Centennial Sells Its Puerto Rico Subscribers

Centennial Communications Corp. cut a deal last week to sell its on-the-block Puerto Rico cable systems to private equity firm Hicks, Muse, Tate & Furst for $155 million in cash.

The systems, in and around the resort communities Ponce, Aguadilla, San German and Mayaguez, have about 73,000 subscribers, putting the valuation of the systems at about $2,100 per customer. The deal is expected to close in early 2005; Waller Capital Corp. advised Centennial.


Centennial appears to have sold the Puerto Rico properties at a substantial loss. The Wall, N.J.-based telephone company originally acquired the Puerto Rico systems in two separate deals, buying 55,000 subscribers from Pegasus Communications Corp. for $170 million in cash in 2000 and 37,000 from Teleponce Cable TV Inc. for $107 million in 2001.

The systems, which pass more than 300,000 homes, are considered upgraded at 450-Megahertz capacity and are two-way and digital- and high-speed-data-capable.

Centennial has already tried to sell the systems, hiring Morgan Stanley Dean Witter & Co. in April 2002 to seek a buyer, but couldn’t find one at an acceptable price.

Adelphia Communications Corp. is the largest cable operator in Puerto Rico, with about 147,000 subscribers in and around San Juan. A group led by former FrontierVision Partners CEO James Vaughn made an unsolicited $625 million bid for those systems earlier this year.

Adelphia, now in Chapter 11 bankruptcy, is in the process of possibly auctioning off the entire company.

Otherwise, Liberty Media International has about 120,000 subscribers in 37 municipalities in the eastern, central and northern regions of the island.

Hicks, Muse partner Peter Brodsky said the initial focus will be on stepping up marketing and customer service at the Centennial systems.

“We’re buying the company predicated on keeping it independent, adding value where we feel we can add and, then when our value-add is done, looking to exit,” he said.


But consolidating the island has its appeals, he said.

“Obviously it’s very, very attractive to consolidate systems. If you consolidate headends, there would be a tremendous amount of synergy either between two or among all three of those companies. We will remain opportunistic about that, either as a buyer or a seller. But our plan is to put our heads down, operate the company, provide the best service we can to our customers and try and create value that way. If some other opportunities come across our desks, we will definitely explore those.”

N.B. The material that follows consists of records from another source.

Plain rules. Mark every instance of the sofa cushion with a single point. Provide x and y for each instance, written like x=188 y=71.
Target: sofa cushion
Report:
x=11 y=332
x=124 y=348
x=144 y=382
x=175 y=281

Centennial launched high-speed service recently and has about 5,000 customers for that service. “We believe the demographics in our area of Puerto Rico will be very interested in having the high-speed data product, based on our experience in other economies,” Brodsky said.

Hicks, Muse has stakes in other cable systems in Latin America, including Argentina, Venezuela and Brazil.

The Centennial systems have lost about 20,000 subscribers since 2000, but Brodsky said that’s not expected to continue.

An all-digital conversion a few years ago caused the company to lose some subscribers during early construction efforts — but those customers could come back with a renewed marketing effort.

“We don’t think that this third of the island is substantially different from the other third,” Brodsky said.